From b8b2c5d911b6ed1686b0c144d7ae3cb581a3ed6b Mon Sep 17 00:00:00 2001
From: Masahiro Ikeda <ikeda...@oss.nttdata.com>
Date: Fri, 29 Jan 2021 16:46:30 +0900
Subject: [PATCH 2/2] Makes the wal receiver report WAL statistics

This patch makes the WAL receiver report WAL statistics
and fundamentally changes how the stas collector's behaves
with regards to that function and how it interacts with
the WAL receiver.

Author: Masahiro Ikeda
Reviewed-By: Japin Li, Hayato Kuroda, Masahiko Sawada, David Johnston
Discussion: https://postgr.es/m/0509ad67b585a5b86a83d445dfa75...@oss.nttdata.com
---
 doc/src/sgml/monitoring.sgml          |  3 ++-
 src/backend/replication/walreceiver.c | 37 +++++++++++++++++++++++++++
 2 files changed, 39 insertions(+), 1 deletion(-)

diff --git a/doc/src/sgml/monitoring.sgml b/doc/src/sgml/monitoring.sgml
index 2435f401db..da48e6f946 100644
--- a/doc/src/sgml/monitoring.sgml
+++ b/doc/src/sgml/monitoring.sgml
@@ -3494,7 +3494,8 @@ SELECT pid, wait_event_type, wait_event FROM pg_stat_activity WHERE wait_event i
       <para>
        Number of times WAL buffers were written out to disk via 
        <function>XLogWrite</function>, which nomally called by an 
-       <function>XLogFlush</function> request(see <xref linkend="wal-configuration"/>)
+       <function>XLogFlush</function> request(see <xref linkend="wal-configuration"/>),
+       or WAL data written out to disk by WAL receiver.
       </para></entry>
      </row>
 
diff --git a/src/backend/replication/walreceiver.c b/src/backend/replication/walreceiver.c
index 723f513d8b..5433f4ccca 100644
--- a/src/backend/replication/walreceiver.c
+++ b/src/backend/replication/walreceiver.c
@@ -485,7 +485,11 @@ WalReceiverMain(void)
 
 				/* Check if we need to exit the streaming loop. */
 				if (endofwal)
+				{
+					/* Send WAL statistics to the stats collector */
+					pgstat_send_wal();
 					break;
+				}
 
 				/*
 				 * Ideally we would reuse a WaitEventSet object repeatedly
@@ -550,8 +554,13 @@ WalReceiverMain(void)

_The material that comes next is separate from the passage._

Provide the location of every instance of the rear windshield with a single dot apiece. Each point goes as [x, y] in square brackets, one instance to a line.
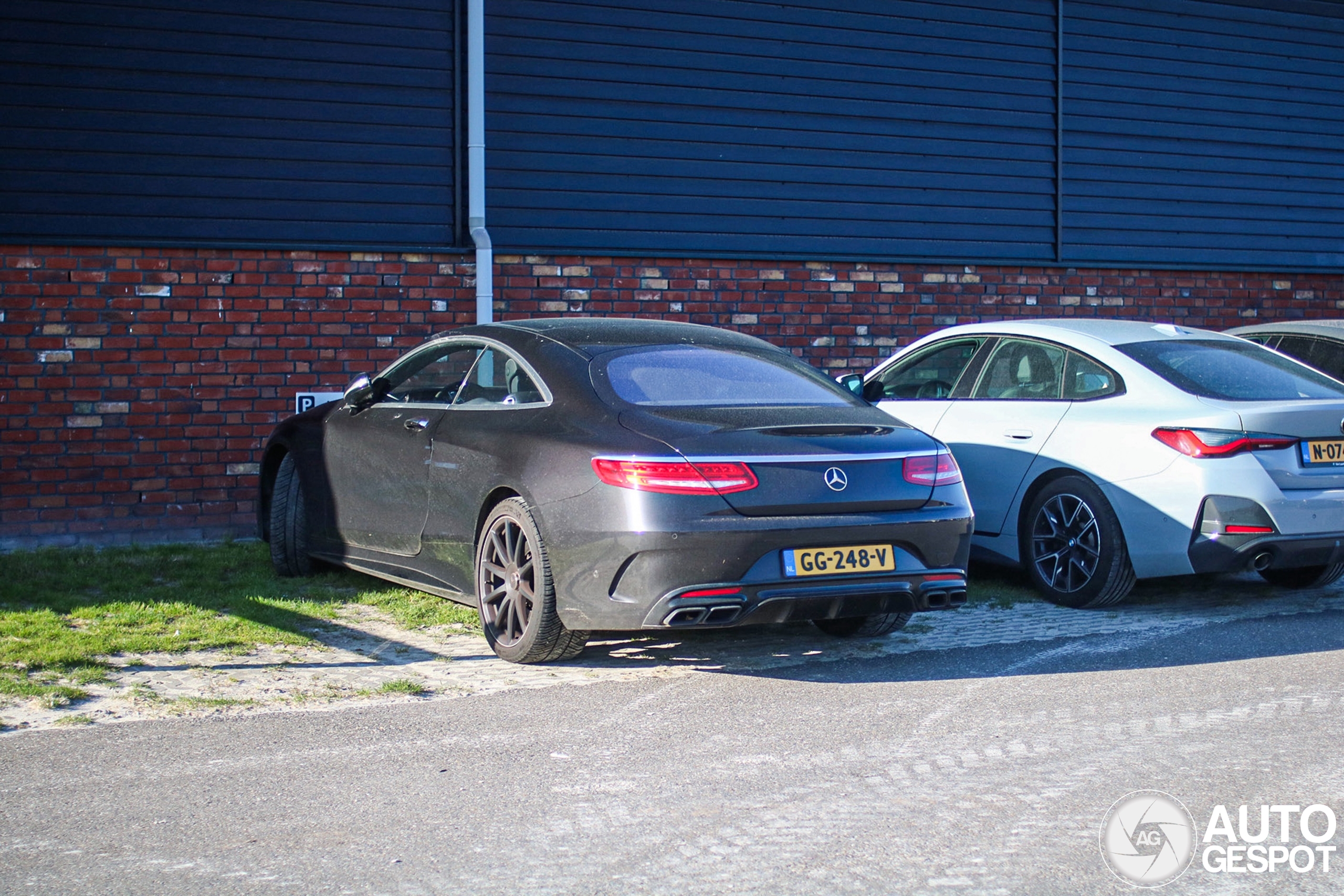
[697, 375]
[1232, 371]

 														wal_receiver_timeout);
 
 						if (now >= timeout)
+						{
+							/* Send WAL statistics to the stats collector before terminating */
+							pgstat_send_wal();
+
 							ereport(ERROR,
 									(errmsg("terminating walreceiver due to timeout")));
+						}
 
 						/*
 						 * We didn't receive anything new, for half of
@@ -874,6 +883,7 @@ XLogWalRcvWrite(char *buf, Size nbytes, XLogRecPtr recptr)
 	while (nbytes > 0)
 	{
 		int			segbytes;
+		instr_time	start;
 
 		if (recvFile < 0 || !XLByteInSeg(recptr, recvSegNo, wal_segment_size))
 		{
@@ -910,6 +920,13 @@ XLogWalRcvWrite(char *buf, Size nbytes, XLogRecPtr recptr)

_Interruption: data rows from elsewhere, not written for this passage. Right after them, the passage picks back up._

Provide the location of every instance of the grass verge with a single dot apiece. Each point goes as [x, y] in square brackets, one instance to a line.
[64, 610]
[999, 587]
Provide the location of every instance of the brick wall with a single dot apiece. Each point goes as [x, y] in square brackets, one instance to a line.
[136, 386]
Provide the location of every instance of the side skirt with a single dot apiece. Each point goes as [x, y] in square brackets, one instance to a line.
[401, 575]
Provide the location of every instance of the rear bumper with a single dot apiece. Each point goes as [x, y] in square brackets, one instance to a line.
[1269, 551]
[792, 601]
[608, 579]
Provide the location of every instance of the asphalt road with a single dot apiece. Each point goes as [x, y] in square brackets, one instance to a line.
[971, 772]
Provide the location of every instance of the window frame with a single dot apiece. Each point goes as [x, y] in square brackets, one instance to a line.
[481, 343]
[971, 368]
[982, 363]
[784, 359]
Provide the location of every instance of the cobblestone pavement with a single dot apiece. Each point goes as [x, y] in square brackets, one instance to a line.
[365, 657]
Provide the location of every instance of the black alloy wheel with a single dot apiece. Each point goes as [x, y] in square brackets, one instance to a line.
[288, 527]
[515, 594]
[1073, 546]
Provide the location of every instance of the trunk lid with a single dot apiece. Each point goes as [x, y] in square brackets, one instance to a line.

 					XLogArchiveForceDone(xlogfname);
 				else
 					XLogArchiveNotify(xlogfname);
+
+				/*
+				 * Send WAL statistics to the stats collector when finishing the
+				 * current WAL segment file to avoid overloading it.
+				 */
+				pgstat_send_wal();
+
 			}
 			recvFile = -1;
 
@@ -931,7 +948,27 @@ XLogWalRcvWrite(char *buf, Size nbytes, XLogRecPtr recptr)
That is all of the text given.